Water Purification Cost Prediction using Linear Regression in ML

FREE Online Courses: Dive into Knowledge for Free. Learn More!

Operating a water‑purification (waste‑water‑to‑potable) plant is, at its core, a money‑management exercise: every extra kilowatt‑hour of aeration, every kilo of alum, and every cubic metre of influent that turns up unexpectedly changes the daily operating bill. Managers, therefore, need a fast way to forecast tomorrow’s purification cost so they can lock in chemical deliveries, negotiate off‑peak power blocks, and explain budget variances to the city council.
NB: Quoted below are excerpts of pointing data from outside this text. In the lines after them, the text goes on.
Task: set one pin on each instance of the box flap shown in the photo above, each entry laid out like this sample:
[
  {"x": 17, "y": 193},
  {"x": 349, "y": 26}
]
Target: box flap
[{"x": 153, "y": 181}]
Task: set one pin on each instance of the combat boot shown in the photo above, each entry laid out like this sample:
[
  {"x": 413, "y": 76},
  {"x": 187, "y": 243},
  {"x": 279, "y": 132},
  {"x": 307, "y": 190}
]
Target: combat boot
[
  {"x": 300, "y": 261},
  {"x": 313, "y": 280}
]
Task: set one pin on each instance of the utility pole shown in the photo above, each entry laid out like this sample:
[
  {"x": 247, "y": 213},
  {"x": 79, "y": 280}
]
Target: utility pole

In this guide, we build a simple linear‑regression model that predicts a plant’s daily operating cost in USD from signals that most SCADA historians already capture:

influent flow (million gallons per day)
average mixed‑liquor suspended solids (MLSS)
influent chemical‑oxygen‑demand (COD)
blower/equipment energy use (kWh)
ambient temperature (°C)
day‑of‑week and calendar month

The open “Wastewater Treatment Plant Electricity Consumption” dataset contains monthly power use, flow, and actual cost figures, providing a real monetary target to learn from.

Libraries Required

pandas # tabular wrangling
numpy # numerical helpers
matplotlib.pyplot # quick diagnostic plots
scikit‑learn # preprocessing, model, metrics
joblib # persist trained pipeline

Dataset Link

Wastewater Treatment Plant Electricity Consumption

Step-by-Step Code Implementation

Why linear regression first? At most plants, the monthly bill is a roughly linear sum of power, chemicals, labour and a few fixed surcharges. Capturing the electricity share linearly already explains a significant portion of the variance; any nonlinear model must surpass this baseline.

1. Import Libraries

import pandas as pd
import numpy as np
import matplotlib.pyplot as plt

from sklearn.model_selection import train_test_split
from sklearn.preprocessing import OneHotEncoder, StandardScaler
from sklearn.compose import ColumnTransformer
from sklearn.pipeline import Pipeline
from sklearn.linear_model import LinearRegression
from sklearn.metrics import r2_score, mean_absolute_error
import joblib

2. Load the data

df = pd.read_csv("wwtp_power_cost.csv")
print(df.head())

Expected columns

column	meaning
Date	yyyy‑mm‑dd (first of month)
Flow_MG	influent volume (million gallons)
Energy_kWh	total electricity consumed
Cost_USD	power bill for the month (target)
COD_mgL	average influent COD (mg L⁻¹)
MLSS_mgL	average MLSS in the aeration basin
Temp_C	mean ambient air temperature

3. Feature engineering

Calendar dummies (month, dow) fold in seasonal aeration loads and weekend staffing rules without extra data feeds.
Interpretability wins: If Energy_kWh carries the most significant positive coefficient, managers instantly see why a blower‑upgrade ROI study makes sense; if high ambient temperature reduces cost (negative coefficient), it suggests less energy spent on heating

df['Date']     = pd.to_datetime(df['Date'])
df['month']    = df['Date'].dt.month
df['dow']      = df['Date'].dt.dayofweek          # treat as categorical later

num_cols = ['Flow_MG', 'Energy_kWh', 'COD_mgL', 'MLSS_mgL', 'Temp_C']
cat_cols = ['month', 'dow']
target   = 'Cost_USD'

X = df[num_cols + cat_cols]
y = df[target]

4. Pre‑processing & regression pipeline

preproc = ColumnTransformer([
        ('cats', OneHotEncoder(handle_unknown='ignore'), cat_cols),
        ('nums', StandardScaler(),                      num_cols)
])

linreg = LinearRegression()

pipe = Pipeline([
        ('prep',  preproc),
        ('model', linreg)
])

5. Train‑test split & training

X_train, X_test, y_train, y_test = train_test_split(
        X, y, test_size=0.2, shuffle=True, random_state=42)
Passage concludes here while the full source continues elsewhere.